Scatta un nuovo allarme tra gli industriali tedeschi sul fronte delicatissimo dell’approvvigionamento di risorse umane specializzate e, in particolare, developer, amministratori IT, IT project manager. Il mercato del lavoro IT in Germania non riesce a soddisfare le imprese e questo compromette le potenzialità di sviluppo .
A parlarne è ancora una volta un servizio di Agence France-Press che inquadra il problema in una cronica mancanza di manodopera specializzata sui mercati interni europei, affiancata da una burocrazia e da regole che impediscono l’assunzione di masse di tecnici asiatici . Questi sono individuati in particolare in professionisti IT indiani e cinesi, sfornati dalle università locali e spesso immediatamente catapultati nei mercati occidentali o altrimenti assunti in loco dalle divisioni indiane o cinesi delle grandi corporation del software e dei servizi.

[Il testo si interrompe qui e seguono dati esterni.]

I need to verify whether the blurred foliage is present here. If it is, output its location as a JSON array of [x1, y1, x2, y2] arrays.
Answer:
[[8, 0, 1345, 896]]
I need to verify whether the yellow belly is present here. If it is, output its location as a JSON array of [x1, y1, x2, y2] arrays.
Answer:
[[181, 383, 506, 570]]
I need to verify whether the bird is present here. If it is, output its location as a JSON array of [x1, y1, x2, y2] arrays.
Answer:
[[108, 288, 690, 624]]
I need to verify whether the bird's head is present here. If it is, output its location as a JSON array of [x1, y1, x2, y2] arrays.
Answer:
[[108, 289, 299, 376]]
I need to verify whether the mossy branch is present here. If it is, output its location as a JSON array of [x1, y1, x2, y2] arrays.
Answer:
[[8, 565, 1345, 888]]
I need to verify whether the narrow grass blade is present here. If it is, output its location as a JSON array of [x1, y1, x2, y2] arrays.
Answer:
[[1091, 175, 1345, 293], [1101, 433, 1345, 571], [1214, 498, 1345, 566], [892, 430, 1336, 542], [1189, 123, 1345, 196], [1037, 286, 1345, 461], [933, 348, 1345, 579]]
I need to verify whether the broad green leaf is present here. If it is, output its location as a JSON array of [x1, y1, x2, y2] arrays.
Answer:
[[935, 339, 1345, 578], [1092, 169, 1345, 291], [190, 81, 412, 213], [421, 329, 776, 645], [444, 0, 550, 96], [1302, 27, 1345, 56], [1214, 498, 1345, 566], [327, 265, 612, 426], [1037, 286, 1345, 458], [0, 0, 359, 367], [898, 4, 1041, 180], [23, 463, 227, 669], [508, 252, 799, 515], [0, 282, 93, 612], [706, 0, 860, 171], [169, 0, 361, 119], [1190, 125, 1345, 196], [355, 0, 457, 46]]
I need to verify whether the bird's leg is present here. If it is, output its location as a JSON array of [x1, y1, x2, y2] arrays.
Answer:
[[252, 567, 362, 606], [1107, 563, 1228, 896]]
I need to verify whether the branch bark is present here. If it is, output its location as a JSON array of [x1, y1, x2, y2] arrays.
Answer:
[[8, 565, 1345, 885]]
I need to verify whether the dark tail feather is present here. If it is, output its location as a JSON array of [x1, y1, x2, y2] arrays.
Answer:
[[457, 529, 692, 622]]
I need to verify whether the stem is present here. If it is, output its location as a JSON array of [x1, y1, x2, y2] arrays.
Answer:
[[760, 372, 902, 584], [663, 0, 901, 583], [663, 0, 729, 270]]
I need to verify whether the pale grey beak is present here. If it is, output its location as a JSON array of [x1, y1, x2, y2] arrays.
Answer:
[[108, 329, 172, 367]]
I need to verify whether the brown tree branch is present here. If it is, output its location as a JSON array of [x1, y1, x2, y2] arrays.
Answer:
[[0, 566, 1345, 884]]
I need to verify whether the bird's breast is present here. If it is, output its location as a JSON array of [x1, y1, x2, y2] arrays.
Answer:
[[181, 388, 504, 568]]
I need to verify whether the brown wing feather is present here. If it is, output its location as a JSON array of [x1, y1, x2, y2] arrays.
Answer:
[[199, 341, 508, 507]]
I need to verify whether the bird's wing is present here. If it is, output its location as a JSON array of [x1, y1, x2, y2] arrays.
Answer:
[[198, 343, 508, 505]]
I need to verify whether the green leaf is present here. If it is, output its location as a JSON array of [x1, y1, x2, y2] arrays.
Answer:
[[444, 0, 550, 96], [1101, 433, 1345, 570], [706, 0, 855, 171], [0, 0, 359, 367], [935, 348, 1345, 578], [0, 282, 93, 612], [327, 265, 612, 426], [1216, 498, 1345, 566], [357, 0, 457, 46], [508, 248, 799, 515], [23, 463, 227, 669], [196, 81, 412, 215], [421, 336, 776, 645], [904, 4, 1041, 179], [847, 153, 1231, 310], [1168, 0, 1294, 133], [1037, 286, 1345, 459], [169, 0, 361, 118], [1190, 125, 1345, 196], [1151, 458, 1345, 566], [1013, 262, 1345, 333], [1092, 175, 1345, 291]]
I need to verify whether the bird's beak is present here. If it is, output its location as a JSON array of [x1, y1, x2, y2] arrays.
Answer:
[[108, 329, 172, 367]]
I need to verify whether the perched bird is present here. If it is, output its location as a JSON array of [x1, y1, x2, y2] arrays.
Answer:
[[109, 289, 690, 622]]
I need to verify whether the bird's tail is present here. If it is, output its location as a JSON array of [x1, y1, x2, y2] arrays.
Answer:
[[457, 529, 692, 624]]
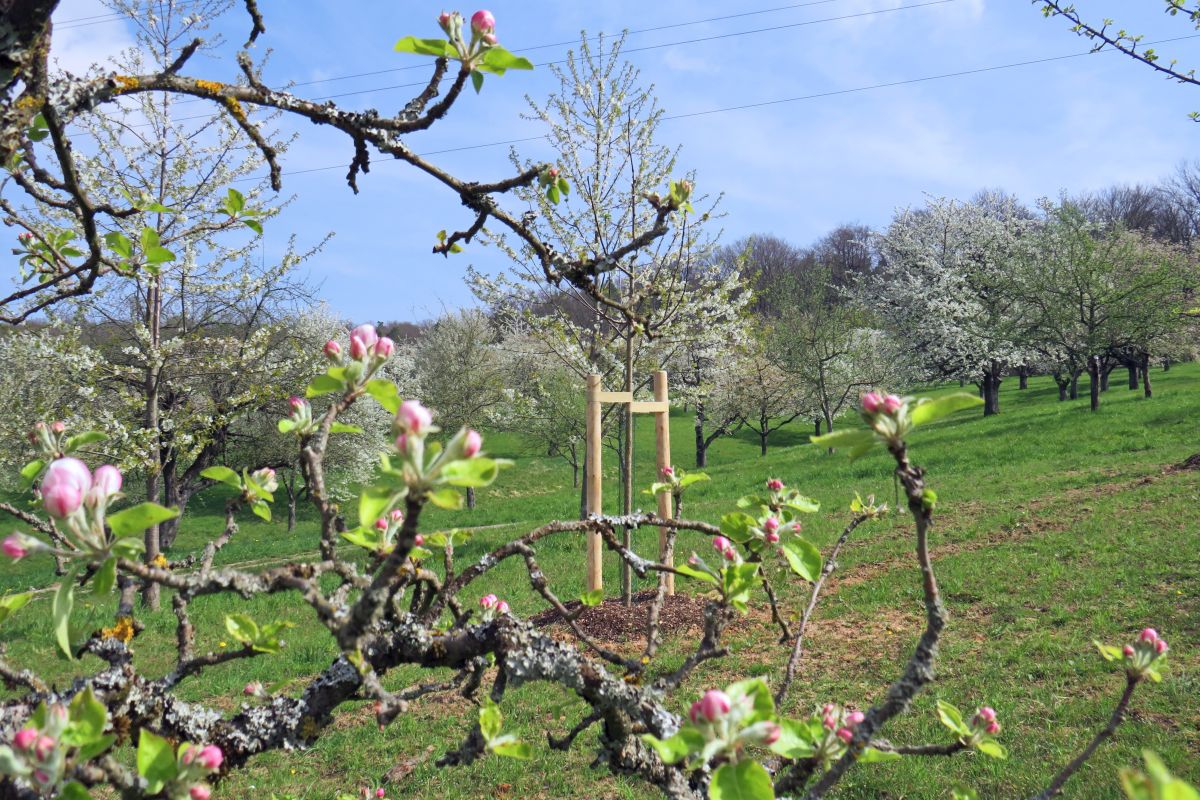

La ragione della mancanza di manodopera IT in Germania è la stessa che spesso viene citata anche in Italia, ovvero il numero troppo basso di informatici laureati tra i residenti, insufficiente comunque a coprire le esigenze IT di industrie e pubblica amministrazione.
Non che sia una problema di salari. Se da noi molti professionisti del settore che migrano all’estero si lamentano delle paghe , in Germania come in altri paesi europei il problema non è poi così sentito. Il che è in buona parte ascrivibile alla diversa struttura industriale: la presenza di imprese di dimensioni tendenzialmente maggiori o molto maggiori di quelle italiane, tradizionalmente piccole, fa sì che possano contare su più efficienti economie di scala e su una più spiccata propensione tecnologica, il che gioca a favore degli specialisti IT.
Secondo Bitkom , l’associazione tedesca di settore, sono quasi 43mila i posti vacanti nelle imprese tedesche: se rimarranno tali – spiega in una preoccupata nota – si prevedono perdite per milioni di euro e mancate opportunità di sviluppo dal valore incalcolabile.
L’arrivo di migliaia di tecnici asiatici potrebbe quantomeno tamponare la situazione ma sulla loro strada c’è l’impreparazione delle normative comunitarie. A Bruxelles si sta studiando una “blue card” sulla scorta di quanto già accade con la “green card” statunitense, un modus di immigrazione che permetta cioè il trasferimento in tutta Europa di un gran numero di professionisti IT extra-europei. Ma i tempi, tanto per cambiare, sono lunghi e questo può costar caro.
A remare contro l’ondata immigratoria è però il governo di Berlino. Il cancelliere Angela Merkel ha già messo in chiaro in più di un’occasione che la priorità della propria amministrazione è “qualificare la forza lavoro interna”, vale a dire spingere ad ottenere nuovi titoli e competenze i tedeschi, visto soprattutto l’ancora elevato tasso di disoccupazione. Ma anche qui i tempi sono lunghi: si tratta di riformare l’istruzione, dare alle materie scientifiche un maggiore appeal, mettere in campo nuove opportunità per le donne . Mentre si attende tutto questo, l’economia tedesca, alla stregua di quella di altri grandi paesi europei, come la Francia, non può che soffrirne.